Alors un mot sur le plan de relance.
La finance a beau sembler irréelle par les chiffres avec lesquels elle jongle, elle n'est pas tout, derrière, il y a les investissements de l'entreprise, les achats de logements et d'automobiles des ménages.
Il fallait donc que nous prenions les mesures nécessaires pour parer les effets indirects de cette crise sur l'économie. Je veux d'ailleurs dire combien c'est compliqué, combien a été attaqué le plan de soutien à l'économie de l'été 2007, jugé à l'époque parfaitement inutile. La première crise a commencé en août 2007. Vous avez, vous, les parlementaires, voté le plan de soutien à l'activité en juillet 2007. Si c'est de la chance, permettez-moi de vous dire que la baraka fait partie de la bonne gestion. Et quand on connaît les délais d'application entre le moment où le parlementaire vote et le moment où l'économie en profite, le plan de relance de 2007, attaqué parce que trop généreux à l'époque, a été parfaitement utile, parce que ce plan dit TEPA a été appliqué à l'économie française au moment où l'économie mondiale entrait en crise.
Par ailleurs nous avons donc décidé un certain nombre de mesures pour relancer l'économie. J'observe avec grand plaisir que l'Allemagne qui n'avait pas toujours été facile à convaincre, s'est aujourd'hui rangée du côté -et c'est tant mieux parce que c'est la première économie de la zone euro -des pays qui veulent la relance économique.
Les députés commenceront donc, dès cet après-midi, l'examen de ce collectif budgétaire. Sans m'immiscer dans votre débat - et je prends à témoin nos représentants au Parlement européen- je veux vous convaincre de l'ambition de ce plan : 26 milliards d'euros ! 26 milliards d'euros, pour un pays comme le nôtre qui est en déficit depuis une trentaine d'années, 1,3 % du PIB injecté en soutien de l'économie.
Ce plan garantit, en outre, que les dépenses supplémentaires correspondent à des dépenses d'investissement. J'entends bien la controverse sur le pouvoir d'achat, la demande. Mais enfin, Mesdames et Messieurs, si la relance par la consommation cela marchait, on le ferait, cela se saurait. Il y a eu deux exemples de relance par la consommation. Certes les crises ne se ressemblent jamais, d'accord. Une de M. CHIRAC, une de M. MITTERRAND, donc, chacun d'entre nous a eu cet exemple dans notre propre famille politique, un partout, la balle au centre. Qu'est-ce qui est arrivé ? Cela n'a servi à rien. Dans les deux cas, on a versé de l'eau dans le sable, on a accru les déficits de la France, on n'a gagné aucune part de marché, avec l'argent qu'on a distribué, qu'on n'avait pas, par ailleurs. Vous savez ce qu'on a favorisé ? La production à l'extérieur puisque naturellement quand on relance comme cela, outre que l'on crée des déficits, on pousse nos compatriotes à acheter les produits des autres, très bien pour la solidarité, très bien pour l'image de la France, un peu moins bien pour l'économie française.

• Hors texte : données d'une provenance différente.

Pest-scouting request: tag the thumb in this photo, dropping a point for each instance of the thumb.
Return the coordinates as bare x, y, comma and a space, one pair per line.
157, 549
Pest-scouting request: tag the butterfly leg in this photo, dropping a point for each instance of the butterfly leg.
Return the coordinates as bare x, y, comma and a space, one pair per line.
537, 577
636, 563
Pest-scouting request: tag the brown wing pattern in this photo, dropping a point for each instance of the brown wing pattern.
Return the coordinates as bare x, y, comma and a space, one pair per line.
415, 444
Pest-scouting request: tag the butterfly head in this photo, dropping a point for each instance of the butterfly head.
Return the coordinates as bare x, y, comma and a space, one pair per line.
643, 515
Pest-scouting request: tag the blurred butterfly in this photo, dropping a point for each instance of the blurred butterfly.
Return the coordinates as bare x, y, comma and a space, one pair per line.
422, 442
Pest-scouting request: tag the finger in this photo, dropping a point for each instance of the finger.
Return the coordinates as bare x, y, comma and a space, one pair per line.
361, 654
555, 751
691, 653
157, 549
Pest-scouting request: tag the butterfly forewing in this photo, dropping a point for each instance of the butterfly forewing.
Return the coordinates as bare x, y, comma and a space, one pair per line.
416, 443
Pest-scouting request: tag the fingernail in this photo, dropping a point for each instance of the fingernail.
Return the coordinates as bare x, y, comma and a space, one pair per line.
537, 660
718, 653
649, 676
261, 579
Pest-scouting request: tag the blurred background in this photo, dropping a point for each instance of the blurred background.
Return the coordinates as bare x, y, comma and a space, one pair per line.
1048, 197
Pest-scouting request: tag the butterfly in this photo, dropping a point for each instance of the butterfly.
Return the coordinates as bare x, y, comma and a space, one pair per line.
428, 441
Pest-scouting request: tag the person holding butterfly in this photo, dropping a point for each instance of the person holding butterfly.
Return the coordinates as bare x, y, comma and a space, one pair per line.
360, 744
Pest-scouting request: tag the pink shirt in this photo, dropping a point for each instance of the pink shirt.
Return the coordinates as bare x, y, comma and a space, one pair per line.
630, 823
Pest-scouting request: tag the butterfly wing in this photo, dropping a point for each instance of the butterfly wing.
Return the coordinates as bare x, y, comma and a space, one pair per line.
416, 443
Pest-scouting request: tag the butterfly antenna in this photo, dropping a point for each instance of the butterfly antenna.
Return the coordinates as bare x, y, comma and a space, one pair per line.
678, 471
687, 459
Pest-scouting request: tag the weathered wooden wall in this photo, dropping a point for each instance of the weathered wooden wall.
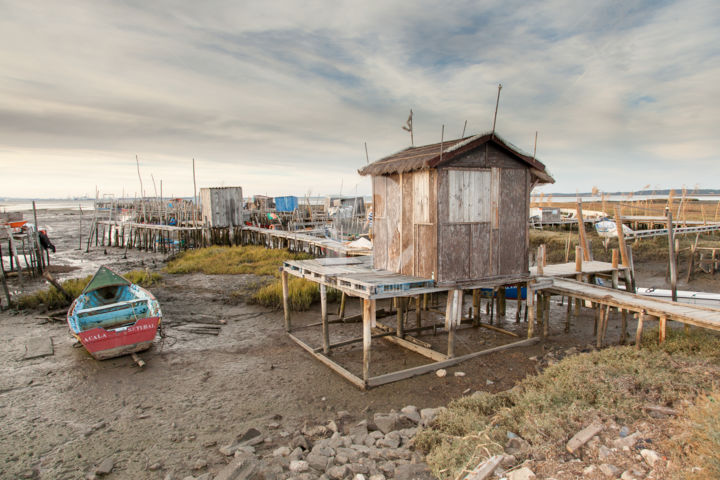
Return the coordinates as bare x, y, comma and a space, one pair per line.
222, 206
465, 221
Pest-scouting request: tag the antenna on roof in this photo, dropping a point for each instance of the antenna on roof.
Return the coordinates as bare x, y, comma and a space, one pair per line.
408, 128
442, 138
497, 102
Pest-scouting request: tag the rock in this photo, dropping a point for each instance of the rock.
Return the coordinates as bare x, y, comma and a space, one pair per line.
389, 441
523, 473
239, 469
516, 446
628, 441
609, 470
244, 450
385, 423
651, 457
298, 466
281, 452
603, 452
250, 435
337, 472
229, 450
413, 471
105, 467
412, 413
300, 441
318, 461
428, 414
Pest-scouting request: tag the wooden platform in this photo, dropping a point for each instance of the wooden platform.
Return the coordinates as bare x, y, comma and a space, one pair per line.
698, 315
569, 269
300, 242
355, 276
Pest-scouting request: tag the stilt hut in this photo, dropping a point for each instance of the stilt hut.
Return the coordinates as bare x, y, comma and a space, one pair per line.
222, 206
455, 211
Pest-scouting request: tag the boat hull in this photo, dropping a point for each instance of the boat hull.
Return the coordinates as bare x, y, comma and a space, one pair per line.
103, 344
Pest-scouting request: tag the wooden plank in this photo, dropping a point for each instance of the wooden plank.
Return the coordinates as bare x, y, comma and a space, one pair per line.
419, 349
422, 369
347, 375
368, 322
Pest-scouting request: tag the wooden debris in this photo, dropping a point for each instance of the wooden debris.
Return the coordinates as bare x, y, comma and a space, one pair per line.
662, 410
485, 469
138, 360
583, 436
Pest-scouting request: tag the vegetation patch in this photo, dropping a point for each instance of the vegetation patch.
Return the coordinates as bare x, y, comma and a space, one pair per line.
50, 298
548, 409
252, 259
302, 293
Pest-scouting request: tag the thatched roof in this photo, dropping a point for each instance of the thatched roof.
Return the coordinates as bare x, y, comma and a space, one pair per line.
430, 156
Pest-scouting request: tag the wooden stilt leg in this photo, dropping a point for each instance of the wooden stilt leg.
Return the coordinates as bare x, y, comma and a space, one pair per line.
546, 316
325, 326
663, 328
418, 312
638, 333
530, 310
368, 321
341, 312
568, 315
286, 300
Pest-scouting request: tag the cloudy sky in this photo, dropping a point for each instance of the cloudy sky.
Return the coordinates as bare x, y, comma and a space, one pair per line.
279, 97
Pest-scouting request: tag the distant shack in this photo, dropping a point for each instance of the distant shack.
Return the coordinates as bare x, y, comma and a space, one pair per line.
222, 206
455, 211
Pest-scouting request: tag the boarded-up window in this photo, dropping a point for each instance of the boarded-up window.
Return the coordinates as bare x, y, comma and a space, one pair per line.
421, 197
379, 195
469, 195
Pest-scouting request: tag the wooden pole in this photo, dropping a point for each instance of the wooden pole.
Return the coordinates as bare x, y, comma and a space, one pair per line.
671, 253
638, 333
194, 196
368, 321
325, 326
587, 255
286, 300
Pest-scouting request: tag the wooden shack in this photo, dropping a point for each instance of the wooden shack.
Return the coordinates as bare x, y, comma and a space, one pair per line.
222, 206
455, 211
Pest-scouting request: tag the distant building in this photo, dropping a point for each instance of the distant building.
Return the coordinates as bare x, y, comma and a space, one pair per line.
456, 211
222, 206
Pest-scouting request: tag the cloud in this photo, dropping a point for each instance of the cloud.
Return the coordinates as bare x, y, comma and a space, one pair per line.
279, 97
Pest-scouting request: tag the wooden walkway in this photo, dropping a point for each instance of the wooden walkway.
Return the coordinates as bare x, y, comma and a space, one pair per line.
698, 315
297, 241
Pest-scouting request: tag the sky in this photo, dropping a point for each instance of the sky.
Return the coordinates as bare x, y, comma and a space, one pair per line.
280, 97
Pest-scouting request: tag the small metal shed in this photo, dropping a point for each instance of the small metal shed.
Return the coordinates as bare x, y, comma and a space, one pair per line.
455, 211
222, 206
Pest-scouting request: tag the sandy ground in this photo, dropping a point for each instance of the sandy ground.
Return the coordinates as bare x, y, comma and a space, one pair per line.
63, 414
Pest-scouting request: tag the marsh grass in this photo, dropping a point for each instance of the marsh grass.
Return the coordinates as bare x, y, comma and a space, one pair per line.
50, 298
217, 260
546, 410
302, 294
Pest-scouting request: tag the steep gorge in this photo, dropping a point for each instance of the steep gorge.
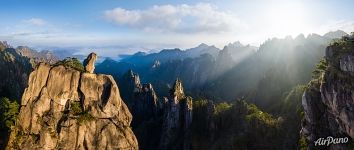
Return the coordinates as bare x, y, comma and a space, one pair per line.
329, 101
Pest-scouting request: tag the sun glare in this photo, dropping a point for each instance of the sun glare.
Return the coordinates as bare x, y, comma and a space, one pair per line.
287, 19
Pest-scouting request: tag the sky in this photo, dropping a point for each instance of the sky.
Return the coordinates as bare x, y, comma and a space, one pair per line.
113, 27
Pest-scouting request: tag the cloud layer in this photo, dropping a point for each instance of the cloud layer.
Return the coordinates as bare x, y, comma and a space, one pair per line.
176, 18
35, 21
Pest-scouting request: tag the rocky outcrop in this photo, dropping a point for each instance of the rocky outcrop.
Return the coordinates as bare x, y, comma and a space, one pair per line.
14, 73
63, 108
328, 102
89, 62
37, 56
177, 119
146, 110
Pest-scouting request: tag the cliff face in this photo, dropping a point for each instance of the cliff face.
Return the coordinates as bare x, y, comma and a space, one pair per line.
63, 108
145, 108
329, 101
15, 70
177, 119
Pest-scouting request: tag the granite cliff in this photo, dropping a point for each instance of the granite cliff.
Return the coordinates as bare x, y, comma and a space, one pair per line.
328, 101
63, 108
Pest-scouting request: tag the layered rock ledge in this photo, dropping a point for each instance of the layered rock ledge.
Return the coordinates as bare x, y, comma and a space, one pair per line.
63, 108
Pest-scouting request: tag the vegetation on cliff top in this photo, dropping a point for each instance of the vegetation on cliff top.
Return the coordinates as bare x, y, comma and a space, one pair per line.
71, 63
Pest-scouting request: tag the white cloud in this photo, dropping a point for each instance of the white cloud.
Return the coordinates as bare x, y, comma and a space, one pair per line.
345, 25
183, 18
35, 21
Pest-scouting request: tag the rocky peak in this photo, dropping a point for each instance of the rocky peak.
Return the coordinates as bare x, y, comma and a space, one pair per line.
4, 45
177, 91
156, 64
89, 62
328, 101
177, 119
63, 108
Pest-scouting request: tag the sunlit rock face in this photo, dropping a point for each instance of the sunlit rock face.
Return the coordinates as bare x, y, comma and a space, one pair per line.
89, 62
329, 101
63, 108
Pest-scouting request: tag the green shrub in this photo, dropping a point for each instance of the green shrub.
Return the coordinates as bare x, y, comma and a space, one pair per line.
8, 112
222, 107
71, 63
83, 116
76, 108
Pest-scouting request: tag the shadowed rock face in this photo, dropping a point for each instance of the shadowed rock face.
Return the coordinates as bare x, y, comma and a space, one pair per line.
329, 102
63, 108
89, 62
177, 120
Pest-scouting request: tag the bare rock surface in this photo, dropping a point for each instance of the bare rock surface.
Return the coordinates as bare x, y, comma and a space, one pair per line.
63, 108
89, 62
329, 100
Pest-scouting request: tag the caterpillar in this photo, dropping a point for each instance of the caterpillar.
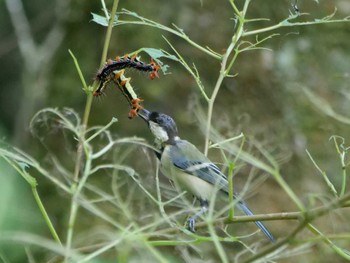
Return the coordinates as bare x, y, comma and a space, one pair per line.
104, 75
125, 87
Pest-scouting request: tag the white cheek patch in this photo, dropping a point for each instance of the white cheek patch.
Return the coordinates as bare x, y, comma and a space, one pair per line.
158, 132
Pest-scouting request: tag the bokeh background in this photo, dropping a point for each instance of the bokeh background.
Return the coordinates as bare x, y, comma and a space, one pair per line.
265, 100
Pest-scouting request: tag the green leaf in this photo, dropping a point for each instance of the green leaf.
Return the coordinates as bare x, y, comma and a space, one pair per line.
103, 21
156, 54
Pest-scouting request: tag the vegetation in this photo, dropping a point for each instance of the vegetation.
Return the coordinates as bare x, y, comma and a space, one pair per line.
95, 180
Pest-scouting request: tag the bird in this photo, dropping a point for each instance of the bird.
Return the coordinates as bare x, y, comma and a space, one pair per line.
188, 167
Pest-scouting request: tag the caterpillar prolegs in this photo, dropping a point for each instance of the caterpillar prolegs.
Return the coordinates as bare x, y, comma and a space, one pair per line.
106, 73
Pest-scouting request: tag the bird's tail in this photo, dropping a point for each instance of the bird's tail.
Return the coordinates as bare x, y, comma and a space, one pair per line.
243, 206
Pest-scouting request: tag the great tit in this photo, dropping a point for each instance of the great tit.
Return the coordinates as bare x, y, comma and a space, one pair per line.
187, 167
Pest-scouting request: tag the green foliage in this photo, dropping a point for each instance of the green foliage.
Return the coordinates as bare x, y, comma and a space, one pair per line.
113, 210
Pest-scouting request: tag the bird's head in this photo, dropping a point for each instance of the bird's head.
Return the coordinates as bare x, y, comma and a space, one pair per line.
162, 126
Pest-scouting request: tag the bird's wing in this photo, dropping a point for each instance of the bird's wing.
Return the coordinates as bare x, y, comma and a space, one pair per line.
186, 157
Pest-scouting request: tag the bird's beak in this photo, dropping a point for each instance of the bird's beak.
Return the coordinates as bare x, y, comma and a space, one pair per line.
144, 114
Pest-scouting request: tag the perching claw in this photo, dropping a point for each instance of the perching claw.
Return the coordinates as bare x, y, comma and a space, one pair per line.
135, 107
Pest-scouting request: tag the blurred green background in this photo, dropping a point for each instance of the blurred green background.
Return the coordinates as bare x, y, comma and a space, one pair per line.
265, 100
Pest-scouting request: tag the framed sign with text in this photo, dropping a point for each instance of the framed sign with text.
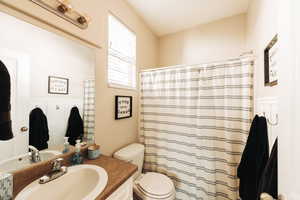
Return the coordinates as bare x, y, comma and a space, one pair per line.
271, 63
58, 85
123, 107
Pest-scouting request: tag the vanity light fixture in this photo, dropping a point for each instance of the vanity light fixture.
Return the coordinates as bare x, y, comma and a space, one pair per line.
65, 10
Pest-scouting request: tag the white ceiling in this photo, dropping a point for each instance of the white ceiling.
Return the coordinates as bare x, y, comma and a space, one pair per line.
169, 16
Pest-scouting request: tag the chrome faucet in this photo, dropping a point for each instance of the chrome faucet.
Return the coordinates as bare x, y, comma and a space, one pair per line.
34, 154
57, 171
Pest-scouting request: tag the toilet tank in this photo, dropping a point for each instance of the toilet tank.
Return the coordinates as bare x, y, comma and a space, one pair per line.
133, 153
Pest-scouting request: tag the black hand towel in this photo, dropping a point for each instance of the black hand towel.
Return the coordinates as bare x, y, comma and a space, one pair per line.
269, 180
5, 107
75, 126
254, 159
38, 129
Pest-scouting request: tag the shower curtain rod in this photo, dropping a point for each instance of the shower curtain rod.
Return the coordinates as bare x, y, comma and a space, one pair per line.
244, 55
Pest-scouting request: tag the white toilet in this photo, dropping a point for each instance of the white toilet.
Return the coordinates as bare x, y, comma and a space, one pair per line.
149, 186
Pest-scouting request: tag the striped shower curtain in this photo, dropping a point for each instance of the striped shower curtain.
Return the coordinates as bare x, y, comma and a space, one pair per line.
194, 124
89, 110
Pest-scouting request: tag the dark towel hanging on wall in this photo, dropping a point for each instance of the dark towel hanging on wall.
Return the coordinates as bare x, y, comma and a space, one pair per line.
75, 126
254, 159
38, 129
5, 107
269, 179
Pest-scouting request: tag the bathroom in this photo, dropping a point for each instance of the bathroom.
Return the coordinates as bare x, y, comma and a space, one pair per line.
65, 54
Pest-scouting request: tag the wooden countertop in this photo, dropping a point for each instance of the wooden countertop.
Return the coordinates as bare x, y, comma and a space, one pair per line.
118, 172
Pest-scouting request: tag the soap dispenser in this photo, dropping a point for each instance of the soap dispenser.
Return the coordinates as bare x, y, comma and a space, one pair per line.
77, 158
66, 145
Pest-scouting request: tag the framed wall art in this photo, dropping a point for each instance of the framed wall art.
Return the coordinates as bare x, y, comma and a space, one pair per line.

Qu'est ce qu'on essaye de faire avec le Premier ministre et avec le gouvernement ? On essaye de profiter de la crise, en quelque sorte, sans choquer personne, d'en faire une opportunité pour essayer de rattraper les retards décrits unanimement dans le monde, spécifiques à l'économie française. Quels sont nos retards, qu'on soit de gauche ou de droite ? Pas assez d'investissements, pas assez de recherche, pas assez de réformes, pas assez de travail, pas assez d'infrastructures. Tous les parlementaires, tous les élus qui sont ici pourraient témoigner que, dans leur région, il manque ici une route, un TGV, un campus, un investissement. Quitte à ce que du fait de la crise, le pacte de stabilité soit, en quelque sorte, mis entre parenthèses pour mobiliser le plus d'argent possible, pour créer des dépenses qui ne soient pas récurrentes dans les années à venir, mais des dépenses d'investissement qui ne sont pas récurrentes, qui vont donner du travail aux ouvriers, aux travailleurs français, qui vont créer de la croissance et de l'emploi et qui, en plus, vont nous permettre quand on sera sorti de la crise - parce qu'on sort toujours de la crise -, de pouvoir nous reposer sur des investissements, des infrastructures, de la recherche, des universités.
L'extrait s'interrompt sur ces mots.